Mosaikteori i markedsmisbrugsforordningen – Når vurderinger og analyser bliver intern viden
Peter Ring, Dan Moalem, Henning Hedegaard Thomsen, og Jeanette Kjeldgaard Rasmussen
In the USA, although still debated, the CFA Institute recognizes that in connection with investment analyzes etc. not only 1) significant publicly available knowledge, and 2) not significant publicly available knowledge, can be included but also 3) non-significant, not publicly available knowledge. By combining these three types of information, a “mosaic” emerges that provides a broader and thus better picture of a stock or an issuer. This approach is thus also referred to as the “mosaic theory”. In a Danish and European context, such a theory raises several issues, primarily of a capital market law nature under the Market Abuse Regulation (“MAR”), but also in relation to other areas of law, such as the regulation of trade secrets and confidentiality obligations. In relation to MAR, the relevant issues relate primarily to the definition of inside information and the associated prohibitions against unlawful disclosure and insider dealing.
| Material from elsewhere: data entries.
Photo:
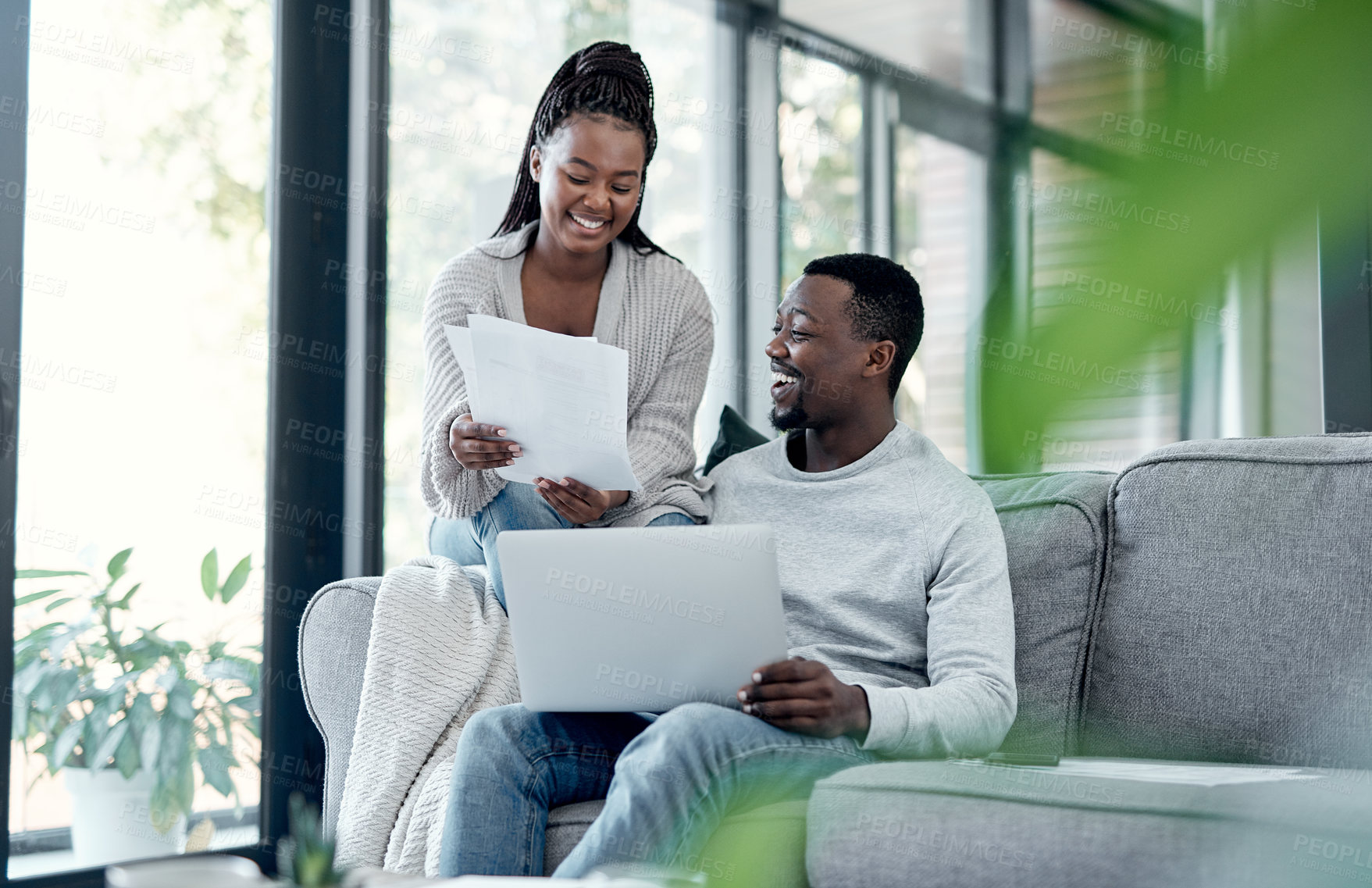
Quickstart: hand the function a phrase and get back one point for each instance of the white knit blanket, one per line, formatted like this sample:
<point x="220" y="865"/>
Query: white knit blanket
<point x="440" y="651"/>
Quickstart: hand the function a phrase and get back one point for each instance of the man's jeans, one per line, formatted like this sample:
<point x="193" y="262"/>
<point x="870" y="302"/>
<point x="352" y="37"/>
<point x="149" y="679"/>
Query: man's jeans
<point x="516" y="507"/>
<point x="667" y="784"/>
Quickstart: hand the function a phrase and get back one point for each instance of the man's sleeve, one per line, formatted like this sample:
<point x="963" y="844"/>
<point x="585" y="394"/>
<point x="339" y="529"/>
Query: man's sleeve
<point x="971" y="701"/>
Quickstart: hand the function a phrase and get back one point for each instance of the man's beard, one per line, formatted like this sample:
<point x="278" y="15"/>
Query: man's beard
<point x="795" y="416"/>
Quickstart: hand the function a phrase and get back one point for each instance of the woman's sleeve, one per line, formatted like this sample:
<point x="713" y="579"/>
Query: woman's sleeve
<point x="661" y="440"/>
<point x="449" y="489"/>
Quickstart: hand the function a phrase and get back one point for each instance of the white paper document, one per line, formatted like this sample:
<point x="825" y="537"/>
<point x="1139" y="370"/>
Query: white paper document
<point x="565" y="400"/>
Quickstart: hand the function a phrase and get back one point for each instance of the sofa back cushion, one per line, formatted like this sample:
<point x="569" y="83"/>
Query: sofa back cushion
<point x="1236" y="610"/>
<point x="1056" y="541"/>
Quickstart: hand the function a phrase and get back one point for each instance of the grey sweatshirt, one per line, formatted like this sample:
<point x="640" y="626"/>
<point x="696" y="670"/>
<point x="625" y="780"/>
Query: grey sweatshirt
<point x="892" y="574"/>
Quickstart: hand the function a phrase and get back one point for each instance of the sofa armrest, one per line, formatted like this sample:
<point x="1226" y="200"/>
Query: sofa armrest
<point x="333" y="636"/>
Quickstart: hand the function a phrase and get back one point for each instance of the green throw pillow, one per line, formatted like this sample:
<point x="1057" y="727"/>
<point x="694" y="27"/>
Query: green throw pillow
<point x="736" y="435"/>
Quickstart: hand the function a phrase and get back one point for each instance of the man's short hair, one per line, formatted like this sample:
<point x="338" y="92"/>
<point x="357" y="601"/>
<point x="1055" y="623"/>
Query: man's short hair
<point x="884" y="305"/>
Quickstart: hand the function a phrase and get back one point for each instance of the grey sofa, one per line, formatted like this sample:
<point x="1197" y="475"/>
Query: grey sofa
<point x="1209" y="604"/>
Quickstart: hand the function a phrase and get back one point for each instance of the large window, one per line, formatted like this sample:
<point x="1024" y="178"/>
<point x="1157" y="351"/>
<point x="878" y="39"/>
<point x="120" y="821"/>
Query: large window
<point x="939" y="209"/>
<point x="143" y="415"/>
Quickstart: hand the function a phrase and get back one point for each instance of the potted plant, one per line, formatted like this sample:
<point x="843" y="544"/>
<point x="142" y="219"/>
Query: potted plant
<point x="127" y="712"/>
<point x="305" y="858"/>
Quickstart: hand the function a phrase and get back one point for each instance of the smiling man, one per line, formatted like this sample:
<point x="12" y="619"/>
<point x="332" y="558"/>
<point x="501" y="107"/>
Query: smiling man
<point x="897" y="608"/>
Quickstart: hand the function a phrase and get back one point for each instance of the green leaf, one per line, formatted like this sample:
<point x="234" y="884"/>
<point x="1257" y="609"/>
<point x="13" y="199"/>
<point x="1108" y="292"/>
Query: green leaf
<point x="66" y="743"/>
<point x="36" y="596"/>
<point x="210" y="574"/>
<point x="127" y="757"/>
<point x="151" y="743"/>
<point x="61" y="643"/>
<point x="214" y="765"/>
<point x="179" y="701"/>
<point x="117" y="565"/>
<point x="237" y="576"/>
<point x="124" y="601"/>
<point x="109" y="746"/>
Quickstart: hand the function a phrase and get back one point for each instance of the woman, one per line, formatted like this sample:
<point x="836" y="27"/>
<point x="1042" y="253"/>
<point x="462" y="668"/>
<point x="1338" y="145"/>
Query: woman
<point x="570" y="257"/>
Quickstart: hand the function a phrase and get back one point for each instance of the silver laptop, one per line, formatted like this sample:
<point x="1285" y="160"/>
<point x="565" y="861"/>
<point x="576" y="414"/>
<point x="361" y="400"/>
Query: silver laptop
<point x="641" y="619"/>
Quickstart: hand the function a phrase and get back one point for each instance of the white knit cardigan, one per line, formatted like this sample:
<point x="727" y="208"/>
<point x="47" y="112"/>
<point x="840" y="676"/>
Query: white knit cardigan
<point x="649" y="305"/>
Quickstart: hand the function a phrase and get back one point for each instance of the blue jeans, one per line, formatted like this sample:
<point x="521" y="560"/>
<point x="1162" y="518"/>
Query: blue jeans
<point x="516" y="507"/>
<point x="667" y="784"/>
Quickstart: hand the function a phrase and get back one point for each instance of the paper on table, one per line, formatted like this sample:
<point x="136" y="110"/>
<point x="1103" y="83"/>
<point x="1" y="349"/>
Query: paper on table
<point x="563" y="398"/>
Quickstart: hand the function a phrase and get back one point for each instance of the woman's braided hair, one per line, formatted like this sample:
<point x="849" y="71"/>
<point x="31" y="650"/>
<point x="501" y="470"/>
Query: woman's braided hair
<point x="604" y="79"/>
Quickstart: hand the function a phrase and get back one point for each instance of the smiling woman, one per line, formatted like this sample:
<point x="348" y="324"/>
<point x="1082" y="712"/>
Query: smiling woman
<point x="570" y="257"/>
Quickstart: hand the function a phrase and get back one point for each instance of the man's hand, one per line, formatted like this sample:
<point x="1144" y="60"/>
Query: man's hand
<point x="576" y="501"/>
<point x="804" y="696"/>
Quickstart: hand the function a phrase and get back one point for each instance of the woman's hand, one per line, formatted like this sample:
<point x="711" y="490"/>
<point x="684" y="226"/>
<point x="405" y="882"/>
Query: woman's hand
<point x="576" y="501"/>
<point x="464" y="440"/>
<point x="803" y="696"/>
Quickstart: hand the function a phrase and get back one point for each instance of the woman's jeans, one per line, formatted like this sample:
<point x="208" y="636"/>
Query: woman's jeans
<point x="667" y="786"/>
<point x="516" y="507"/>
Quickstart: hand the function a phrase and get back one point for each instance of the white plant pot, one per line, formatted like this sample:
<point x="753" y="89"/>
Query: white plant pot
<point x="112" y="818"/>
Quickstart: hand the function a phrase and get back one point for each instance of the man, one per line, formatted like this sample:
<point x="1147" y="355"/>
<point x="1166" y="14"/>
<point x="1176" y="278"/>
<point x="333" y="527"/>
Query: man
<point x="897" y="608"/>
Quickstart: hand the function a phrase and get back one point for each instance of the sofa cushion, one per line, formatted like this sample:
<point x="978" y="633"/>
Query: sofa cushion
<point x="969" y="824"/>
<point x="1056" y="541"/>
<point x="1236" y="610"/>
<point x="761" y="848"/>
<point x="734" y="437"/>
<point x="335" y="629"/>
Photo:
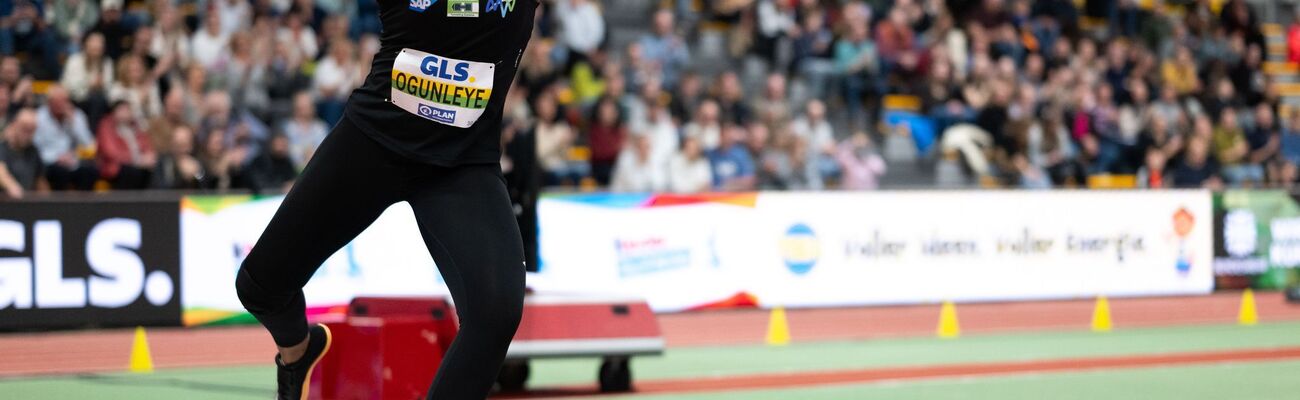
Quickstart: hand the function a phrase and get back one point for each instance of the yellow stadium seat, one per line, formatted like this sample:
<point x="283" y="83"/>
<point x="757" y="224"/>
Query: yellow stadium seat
<point x="1287" y="88"/>
<point x="1272" y="29"/>
<point x="580" y="153"/>
<point x="901" y="103"/>
<point x="40" y="87"/>
<point x="1112" y="181"/>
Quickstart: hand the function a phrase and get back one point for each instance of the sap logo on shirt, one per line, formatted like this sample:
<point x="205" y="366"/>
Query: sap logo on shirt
<point x="443" y="69"/>
<point x="420" y="5"/>
<point x="118" y="274"/>
<point x="437" y="113"/>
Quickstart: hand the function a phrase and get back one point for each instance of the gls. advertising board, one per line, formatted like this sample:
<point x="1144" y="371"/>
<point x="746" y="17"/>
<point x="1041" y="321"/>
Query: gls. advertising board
<point x="826" y="250"/>
<point x="89" y="264"/>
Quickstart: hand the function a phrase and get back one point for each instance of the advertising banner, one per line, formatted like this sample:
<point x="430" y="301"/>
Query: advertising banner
<point x="389" y="259"/>
<point x="1259" y="235"/>
<point x="862" y="248"/>
<point x="89" y="262"/>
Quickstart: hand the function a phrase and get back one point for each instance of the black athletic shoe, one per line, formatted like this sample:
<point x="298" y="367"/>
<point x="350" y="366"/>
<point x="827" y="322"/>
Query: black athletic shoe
<point x="294" y="379"/>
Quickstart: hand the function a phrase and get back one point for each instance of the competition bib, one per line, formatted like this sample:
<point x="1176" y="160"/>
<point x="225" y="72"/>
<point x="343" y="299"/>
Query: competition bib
<point x="442" y="90"/>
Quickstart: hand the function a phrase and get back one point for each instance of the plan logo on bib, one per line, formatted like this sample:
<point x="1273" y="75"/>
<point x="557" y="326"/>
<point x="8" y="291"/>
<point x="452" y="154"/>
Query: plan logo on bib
<point x="463" y="8"/>
<point x="441" y="88"/>
<point x="420" y="5"/>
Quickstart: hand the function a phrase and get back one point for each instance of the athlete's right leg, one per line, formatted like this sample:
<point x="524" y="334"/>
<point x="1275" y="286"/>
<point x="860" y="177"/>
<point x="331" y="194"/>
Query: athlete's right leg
<point x="347" y="185"/>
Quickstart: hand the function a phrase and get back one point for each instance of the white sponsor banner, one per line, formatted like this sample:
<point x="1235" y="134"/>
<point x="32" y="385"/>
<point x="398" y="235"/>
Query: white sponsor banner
<point x="841" y="248"/>
<point x="389" y="259"/>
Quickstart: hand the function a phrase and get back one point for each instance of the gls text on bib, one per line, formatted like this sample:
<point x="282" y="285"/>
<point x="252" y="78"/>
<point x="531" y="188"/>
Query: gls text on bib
<point x="442" y="90"/>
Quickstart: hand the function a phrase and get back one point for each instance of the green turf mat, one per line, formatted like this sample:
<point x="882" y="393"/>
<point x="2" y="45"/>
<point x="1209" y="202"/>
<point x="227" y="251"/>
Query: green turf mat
<point x="248" y="382"/>
<point x="1255" y="381"/>
<point x="740" y="360"/>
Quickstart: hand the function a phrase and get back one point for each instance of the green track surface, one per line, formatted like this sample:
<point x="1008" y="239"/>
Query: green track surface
<point x="1273" y="379"/>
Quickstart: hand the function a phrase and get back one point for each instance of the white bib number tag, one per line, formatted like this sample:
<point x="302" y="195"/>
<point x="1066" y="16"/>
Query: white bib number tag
<point x="442" y="90"/>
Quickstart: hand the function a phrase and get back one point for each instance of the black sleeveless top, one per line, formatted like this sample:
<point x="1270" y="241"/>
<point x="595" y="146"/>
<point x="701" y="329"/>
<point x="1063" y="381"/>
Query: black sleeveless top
<point x="438" y="83"/>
MAR does not contain a specific indication of how much non-publicly available information can be collected and whether this, when compiled, can be considered inside information. MAR also does not contain a requirement that the inside information, if such comes into existence, must originate from or be known at all by the issuer, provided the knowledge in question relates to the issuer or a financial instrument. In addition, MAR’s “safe harbor” provision with respect to research, estimates, and transactions based upon such, specifically states that the provision only applies if the research etc. is based on publicly available data. The aim of this article is to analyze whether the application of the mosaic theory in a Danish context can result in an investor or investment analyst through the collection and compilation of sufficient knowledge, including non-public data, can result in such person having acquired inside information as defined by MAR, and thus subject to the consequent restrictions. In this connection, it is considered whether the sources of the knowledge in question, and how this knowledge has otherwise been obtained, can be given importance in the assessment. It is concluded that application of the mosaic theory involving collection of non-public information, may result in the result itself being considered inside information, regardless of the source of information, and how this is obtained, triggering the prohibitions and restrictions under MAR.